New law could mean bump in Social Security benefits for some public pensioners, expert says

CHAMPAIGN, Ill. — A new law affecting Social Security benefits for workers with a public pension means some retirees will receive a modest increase in their monthly checks, according to a University of Illinois Urbana-Champaign expert on U.S. tax policy and retirement issues.

The bipartisan Social Security Fairness Act got rid of the Windfall Elimination Provision and the Government Pension Offset, which reduced Social Security benefits for some public employees with pensions, says Richard L. Kaplan, the Guy Raymond Jones Chair in Law at Illinois.

“The new law changes how Social Security benefits are calculated for workers whose employers didn’t pay into Social Security for the bulk of their careers,” he said. “Let’s say you’re someone who worked in the private sector and paid into Social Security for a decade or so before switching careers and becoming a public school teacher. Before this change, your Social Security benefits would be reduced because of your pension. But now, you will receive the full Social Security benefits based on your earnings subject to Social Security’s payroll tax. As a result, some retirees will see a bump in their monthly check as well as a one-time lump-sum payment for the increase that’s retroactive to January 2024.

“The exact amount will vary with an individual’s work history and their age, but it might be as much as several hundred dollars per month.”

Kaplan estimated that the new law would affect approximately 3% of Social Security beneficiaries.

“I imagine that in Illinois, that percentage will be a bit higher because the state government and many local governments do not participate in Social Security,” he said.
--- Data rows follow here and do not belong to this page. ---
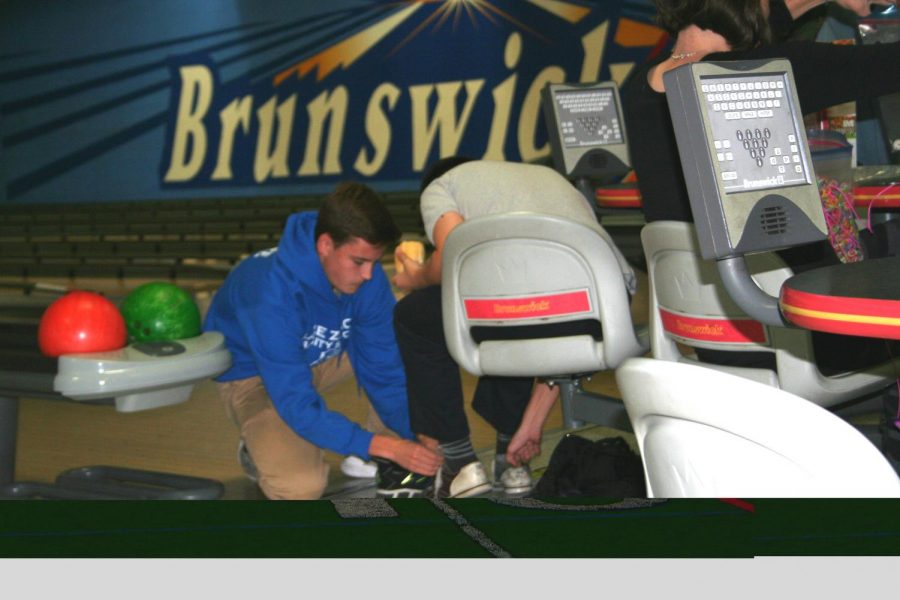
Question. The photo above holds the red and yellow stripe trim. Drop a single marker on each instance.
(848, 316)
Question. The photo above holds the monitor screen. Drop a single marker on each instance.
(756, 145)
(588, 117)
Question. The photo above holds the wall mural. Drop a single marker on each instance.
(166, 99)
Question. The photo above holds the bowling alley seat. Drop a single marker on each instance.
(536, 295)
(134, 378)
(696, 441)
(690, 308)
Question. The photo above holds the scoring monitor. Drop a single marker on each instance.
(586, 130)
(745, 156)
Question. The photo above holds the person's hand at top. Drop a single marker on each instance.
(863, 8)
(408, 265)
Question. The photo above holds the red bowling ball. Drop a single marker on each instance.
(81, 322)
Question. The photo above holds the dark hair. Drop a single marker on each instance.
(355, 210)
(439, 167)
(741, 22)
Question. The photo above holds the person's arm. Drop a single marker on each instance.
(526, 442)
(863, 8)
(416, 275)
(379, 371)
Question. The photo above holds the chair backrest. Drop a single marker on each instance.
(528, 294)
(689, 306)
(705, 433)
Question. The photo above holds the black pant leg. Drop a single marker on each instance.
(433, 380)
(502, 401)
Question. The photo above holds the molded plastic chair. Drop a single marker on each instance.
(705, 433)
(527, 294)
(690, 306)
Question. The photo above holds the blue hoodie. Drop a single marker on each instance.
(280, 317)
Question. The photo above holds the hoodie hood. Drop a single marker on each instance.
(297, 260)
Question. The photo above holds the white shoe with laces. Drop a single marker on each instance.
(513, 480)
(354, 466)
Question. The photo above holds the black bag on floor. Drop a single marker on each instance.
(606, 468)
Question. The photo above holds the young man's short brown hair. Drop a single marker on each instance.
(354, 210)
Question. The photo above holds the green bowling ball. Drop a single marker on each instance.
(160, 311)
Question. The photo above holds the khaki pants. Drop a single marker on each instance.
(290, 468)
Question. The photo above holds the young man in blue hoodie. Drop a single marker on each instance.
(297, 319)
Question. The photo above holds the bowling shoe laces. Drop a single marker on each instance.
(471, 480)
(393, 481)
(513, 481)
(246, 462)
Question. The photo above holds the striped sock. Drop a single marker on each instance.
(458, 454)
(502, 443)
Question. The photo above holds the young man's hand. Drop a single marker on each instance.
(407, 453)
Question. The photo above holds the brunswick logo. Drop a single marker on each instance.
(347, 112)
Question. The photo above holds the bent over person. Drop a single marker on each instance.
(298, 319)
(455, 189)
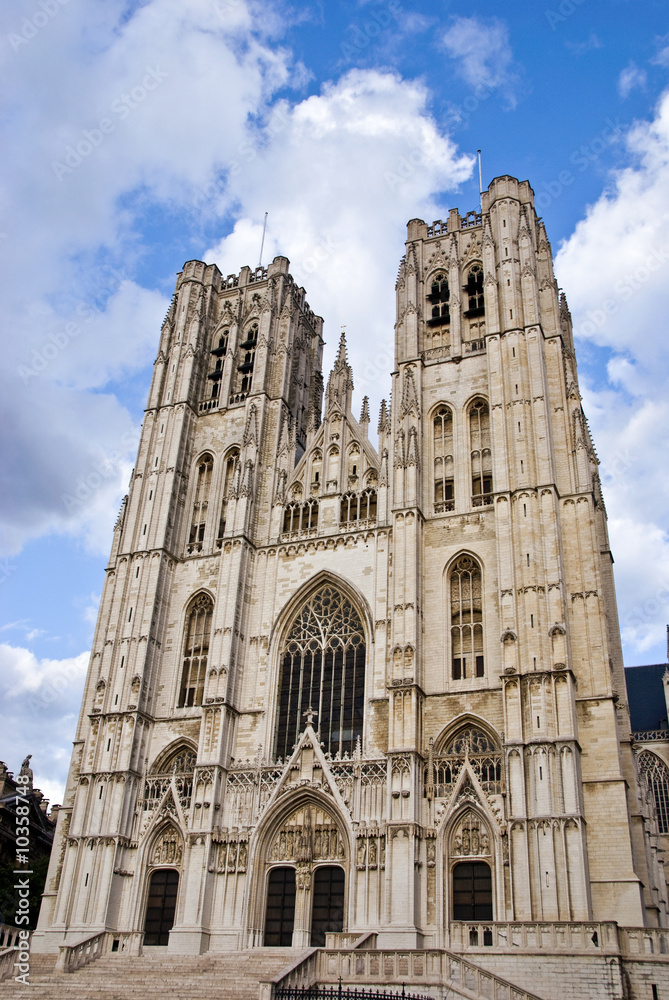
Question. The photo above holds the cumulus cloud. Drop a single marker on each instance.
(340, 178)
(482, 53)
(111, 139)
(41, 701)
(615, 267)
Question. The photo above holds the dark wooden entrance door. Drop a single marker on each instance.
(280, 915)
(161, 906)
(472, 891)
(327, 913)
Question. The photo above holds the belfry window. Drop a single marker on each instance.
(323, 669)
(444, 497)
(474, 291)
(205, 470)
(247, 354)
(196, 651)
(439, 298)
(481, 454)
(231, 466)
(656, 773)
(300, 517)
(466, 607)
(358, 507)
(218, 352)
It is still necessary for a worker to have accumulated 40 quarters of credits paying into the Social Security system, Kaplan said.

“People who spent the bulk of their career in a job that had a pension but whose employer didn’t participate in Social Security might have had prior employment that paid into Social Security,” he said. “It might also affect the spouse or widow of a public pensioner.”
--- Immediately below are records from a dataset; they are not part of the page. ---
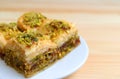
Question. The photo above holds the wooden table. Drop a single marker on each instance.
(100, 27)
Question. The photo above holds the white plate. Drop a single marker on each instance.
(60, 69)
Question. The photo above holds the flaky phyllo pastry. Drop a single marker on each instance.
(35, 42)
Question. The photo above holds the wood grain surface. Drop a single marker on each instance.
(100, 27)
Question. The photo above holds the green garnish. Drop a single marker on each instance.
(59, 25)
(33, 19)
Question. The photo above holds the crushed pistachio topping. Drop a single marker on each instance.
(33, 19)
(59, 25)
(9, 30)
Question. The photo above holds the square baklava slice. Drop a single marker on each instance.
(36, 49)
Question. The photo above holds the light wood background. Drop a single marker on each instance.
(98, 23)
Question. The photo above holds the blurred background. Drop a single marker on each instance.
(98, 22)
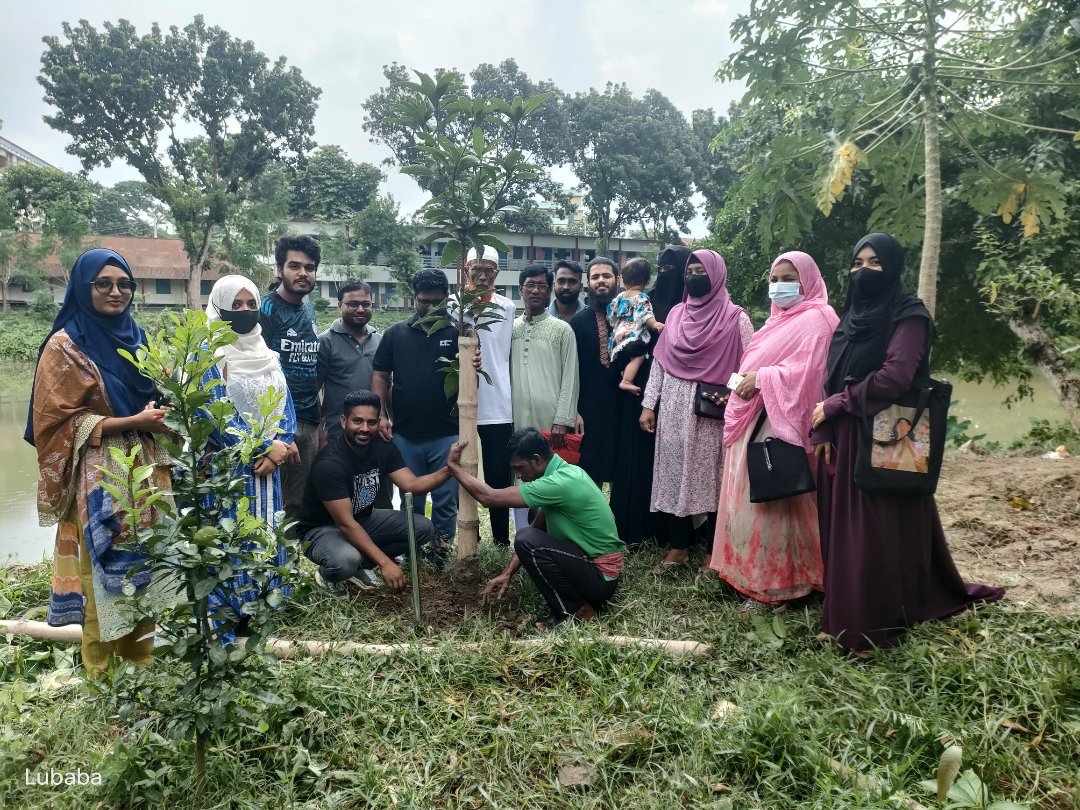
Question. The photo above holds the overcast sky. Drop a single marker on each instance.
(340, 46)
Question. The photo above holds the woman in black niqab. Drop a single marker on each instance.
(887, 562)
(667, 289)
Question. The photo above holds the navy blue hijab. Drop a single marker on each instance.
(99, 337)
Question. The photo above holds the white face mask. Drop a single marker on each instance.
(785, 294)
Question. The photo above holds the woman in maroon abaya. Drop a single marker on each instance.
(887, 563)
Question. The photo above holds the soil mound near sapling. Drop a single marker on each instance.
(448, 599)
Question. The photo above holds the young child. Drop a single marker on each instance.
(631, 322)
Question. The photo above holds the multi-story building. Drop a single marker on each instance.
(12, 154)
(525, 248)
(160, 267)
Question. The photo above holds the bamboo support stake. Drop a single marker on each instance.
(289, 648)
Kaplan cautioned that those benefitting from the new law shouldn’t expect to see a bigger check anytime soon.

“This is going to be a massive undertaking for the Social Security Administration because this change was not on their radar,” he said. “The Social Security Administration is already understaffed, and now they have to go back and comb through everyone’s records to see who’s affected and to what extent.” 

The change will also likely accelerate the Social Security Trust Fund’s insolvency date, but not by much, Kaplan said. 
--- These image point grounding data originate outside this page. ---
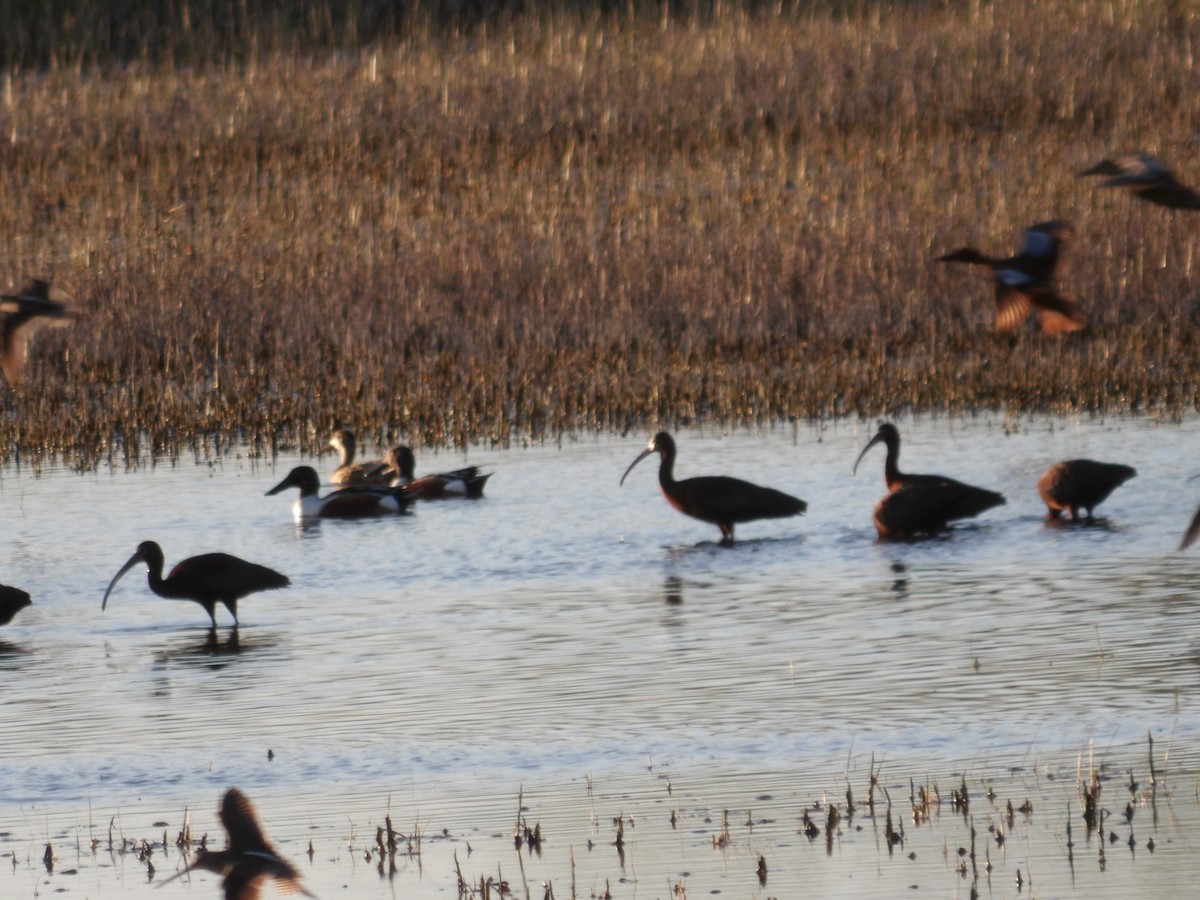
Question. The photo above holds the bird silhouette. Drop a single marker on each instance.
(1025, 282)
(250, 859)
(23, 315)
(1074, 485)
(12, 600)
(467, 481)
(719, 499)
(348, 503)
(1145, 178)
(208, 579)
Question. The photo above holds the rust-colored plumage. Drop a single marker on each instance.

“The best estimate is that it will move the insolvency date up by about six months, which is not trivial, but also not a gamechanger,” he said. “There’s that old expression that if you’re in a hole, the first thing to do is stop digging. Well, Congress’ version is if you’re in a hole, get a bigger shovel — on credit. To be fair, this legislation was wildly popular, but it also makes Social Security’s impending financial difficulties slightly more imminent.”